Barbara KirshenblattGimblett Indiana University Press ePub

The list is daunting. Dozens of musical compositions, ranging from oratorio to indie rock. A dramatization given hundreds of productions annually. Thousands of YouTube videos. A museum visited by millions. To these, add a growing number of works of fine art, biography, fiction, poetry, and dance, as well as films, radio and television broadcasts, and websites. Plus tributes in the form of commemorative coins, stamps, and other collectibles, memorial sites and organizations around the world, eponymous streets, schools, and institutions, to say nothing of a “day, a week, a rose, a tulip, countless trees, a whole forest, . . . and a village.”1 All inspired by a book that has been translated into scores of languages, published in hundreds of editions, printed in tens of millions of copies, and ranked as one of the most widely read books on the planet.

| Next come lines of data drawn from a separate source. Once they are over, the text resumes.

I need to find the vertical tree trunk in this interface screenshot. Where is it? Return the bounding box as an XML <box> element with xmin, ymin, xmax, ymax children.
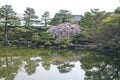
<box><xmin>4</xmin><ymin>13</ymin><xmax>9</xmax><ymax>45</ymax></box>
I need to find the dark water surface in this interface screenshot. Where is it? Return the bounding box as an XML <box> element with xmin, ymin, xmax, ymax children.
<box><xmin>0</xmin><ymin>48</ymin><xmax>120</xmax><ymax>80</ymax></box>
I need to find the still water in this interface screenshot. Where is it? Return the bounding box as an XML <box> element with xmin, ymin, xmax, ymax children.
<box><xmin>0</xmin><ymin>48</ymin><xmax>120</xmax><ymax>80</ymax></box>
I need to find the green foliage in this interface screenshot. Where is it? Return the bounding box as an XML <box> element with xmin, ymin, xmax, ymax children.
<box><xmin>42</xmin><ymin>11</ymin><xmax>50</xmax><ymax>26</ymax></box>
<box><xmin>58</xmin><ymin>38</ymin><xmax>71</xmax><ymax>48</ymax></box>
<box><xmin>32</xmin><ymin>33</ymin><xmax>40</xmax><ymax>41</ymax></box>
<box><xmin>114</xmin><ymin>7</ymin><xmax>120</xmax><ymax>14</ymax></box>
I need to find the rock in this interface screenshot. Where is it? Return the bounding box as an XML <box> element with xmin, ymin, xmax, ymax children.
<box><xmin>47</xmin><ymin>23</ymin><xmax>82</xmax><ymax>41</ymax></box>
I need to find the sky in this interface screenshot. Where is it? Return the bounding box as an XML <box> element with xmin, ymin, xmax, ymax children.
<box><xmin>0</xmin><ymin>0</ymin><xmax>120</xmax><ymax>17</ymax></box>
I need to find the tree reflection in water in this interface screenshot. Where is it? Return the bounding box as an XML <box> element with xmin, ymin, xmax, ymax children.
<box><xmin>0</xmin><ymin>48</ymin><xmax>120</xmax><ymax>80</ymax></box>
<box><xmin>80</xmin><ymin>53</ymin><xmax>120</xmax><ymax>80</ymax></box>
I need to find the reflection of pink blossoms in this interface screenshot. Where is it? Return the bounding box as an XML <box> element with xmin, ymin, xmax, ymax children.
<box><xmin>47</xmin><ymin>23</ymin><xmax>81</xmax><ymax>40</ymax></box>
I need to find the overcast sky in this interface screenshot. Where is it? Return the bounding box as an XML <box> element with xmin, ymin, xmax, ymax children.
<box><xmin>0</xmin><ymin>0</ymin><xmax>120</xmax><ymax>17</ymax></box>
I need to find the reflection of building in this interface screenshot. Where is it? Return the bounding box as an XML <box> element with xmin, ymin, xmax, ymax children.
<box><xmin>54</xmin><ymin>13</ymin><xmax>83</xmax><ymax>22</ymax></box>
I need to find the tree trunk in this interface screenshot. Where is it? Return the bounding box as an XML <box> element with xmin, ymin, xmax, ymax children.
<box><xmin>4</xmin><ymin>13</ymin><xmax>9</xmax><ymax>45</ymax></box>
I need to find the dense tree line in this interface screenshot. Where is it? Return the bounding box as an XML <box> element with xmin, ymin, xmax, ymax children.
<box><xmin>0</xmin><ymin>5</ymin><xmax>120</xmax><ymax>50</ymax></box>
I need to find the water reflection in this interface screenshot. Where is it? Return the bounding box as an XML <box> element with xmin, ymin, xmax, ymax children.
<box><xmin>80</xmin><ymin>53</ymin><xmax>120</xmax><ymax>80</ymax></box>
<box><xmin>0</xmin><ymin>48</ymin><xmax>120</xmax><ymax>80</ymax></box>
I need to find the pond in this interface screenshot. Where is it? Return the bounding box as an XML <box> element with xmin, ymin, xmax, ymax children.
<box><xmin>0</xmin><ymin>48</ymin><xmax>120</xmax><ymax>80</ymax></box>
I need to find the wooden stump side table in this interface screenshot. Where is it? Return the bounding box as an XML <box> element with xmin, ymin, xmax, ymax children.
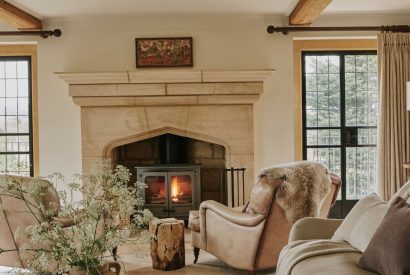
<box><xmin>149</xmin><ymin>218</ymin><xmax>185</xmax><ymax>271</ymax></box>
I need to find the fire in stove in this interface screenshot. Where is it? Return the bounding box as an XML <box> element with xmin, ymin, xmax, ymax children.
<box><xmin>171</xmin><ymin>176</ymin><xmax>192</xmax><ymax>203</ymax></box>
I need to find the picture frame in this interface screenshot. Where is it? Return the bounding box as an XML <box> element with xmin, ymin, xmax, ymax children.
<box><xmin>135</xmin><ymin>37</ymin><xmax>193</xmax><ymax>68</ymax></box>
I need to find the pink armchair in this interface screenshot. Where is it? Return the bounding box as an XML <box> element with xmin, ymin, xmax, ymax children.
<box><xmin>188</xmin><ymin>171</ymin><xmax>341</xmax><ymax>274</ymax></box>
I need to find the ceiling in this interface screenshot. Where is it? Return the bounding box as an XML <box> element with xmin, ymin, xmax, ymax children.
<box><xmin>8</xmin><ymin>0</ymin><xmax>410</xmax><ymax>19</ymax></box>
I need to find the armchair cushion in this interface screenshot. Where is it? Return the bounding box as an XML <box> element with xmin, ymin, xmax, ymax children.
<box><xmin>188</xmin><ymin>210</ymin><xmax>200</xmax><ymax>232</ymax></box>
<box><xmin>289</xmin><ymin>217</ymin><xmax>343</xmax><ymax>243</ymax></box>
<box><xmin>199</xmin><ymin>201</ymin><xmax>265</xmax><ymax>226</ymax></box>
<box><xmin>244</xmin><ymin>176</ymin><xmax>282</xmax><ymax>215</ymax></box>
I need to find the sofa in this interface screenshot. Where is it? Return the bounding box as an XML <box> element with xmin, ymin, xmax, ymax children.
<box><xmin>188</xmin><ymin>163</ymin><xmax>341</xmax><ymax>274</ymax></box>
<box><xmin>276</xmin><ymin>181</ymin><xmax>410</xmax><ymax>275</ymax></box>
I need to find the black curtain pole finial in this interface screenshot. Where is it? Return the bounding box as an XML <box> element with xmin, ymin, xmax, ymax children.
<box><xmin>0</xmin><ymin>29</ymin><xmax>61</xmax><ymax>38</ymax></box>
<box><xmin>266</xmin><ymin>25</ymin><xmax>410</xmax><ymax>35</ymax></box>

These wide-ranging engagements with Anne Frank’s life and work are a phenomenon of interest in its own right and exceptional in several ways. To begin with, few public figures have inspired connections that are as extensive and as diverse, ranging from veneration to sacrilege. The expression of these connections can be playfully creative or can conform to well-established convention, and they are often deeply personal at the same time that they validate their subject’s iconic stature. Among the handful of people who have inspired this extraordinary kind of engagement—Cleopatra, Joan of Arc, Albert Einstein, Elvis Presley—Anne Frank never participated, even indirectly, in her renown. The widespread interest in her rests largely on a single effort—her wartime diary—which no one else had read and few even knew existed during her brief life.